The Centre for Digital Editions in Würzburg and the Brown University Center for Digital Scholarship are convening a symposium entitled “Knowledge Organization and Data Modeling in the Humanities: From relational databases to RDF”, to be held in Providence, Rhode Island on March 14-16, 2012.
This event, sponsored by a generous grant from the DFG/NEH Bilateral Digital Humanities Program, brings together digital humanists, humanities scholars, and information theorists to consider how digital methods of knowledge representation in the humanities have developed during the past thirty years. It will also explore how the various models now available to us shape and inflect the research objects we create and the research we undertake with them. The symposium will include theoretical papers, case studies, and discussion (including remote participants via twitter).

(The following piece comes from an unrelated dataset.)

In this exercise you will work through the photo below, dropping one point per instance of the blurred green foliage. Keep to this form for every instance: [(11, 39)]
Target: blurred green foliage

To frame the presentations and discussion we will also keep in mind a set of larger theoretical and strategic questions, which will be the focus of the white paper arising from the symposium:
- Why do certain ways of modeling humanities data feel natural to us, and what hidden assumptions (about texts, artifacts, usage, and scholarship) do they reflect?
- Do data models reflect real information structures or create them?
- What are the practical and strategic advantages of specific models in specific contexts?
- What are the latent or explicit politics of knowledge representation systems?
- What do we learn from changes in representational models over time?
- What new developments in information modeling might hold value for the humanities?
- What are the most urgent and compelling research questions in information modeling for the humanities? where are these being addressed?
- Where are information modeling issues visible in the work of digital humanities scholarship? what is their practical impact and where can insights into information modeling improve the effectiveness or quality of these projects?
- How do information models and humanities scholarship intersect, and where do we see them exerting mutual pressure on one another? what can information modeling learn from humanities scholarship and vice versa?
The white paper and a detailed record of the event and its presentations will be published online. More information on how to participate remotely will be posted closer to the time. Save the date and plan to join us!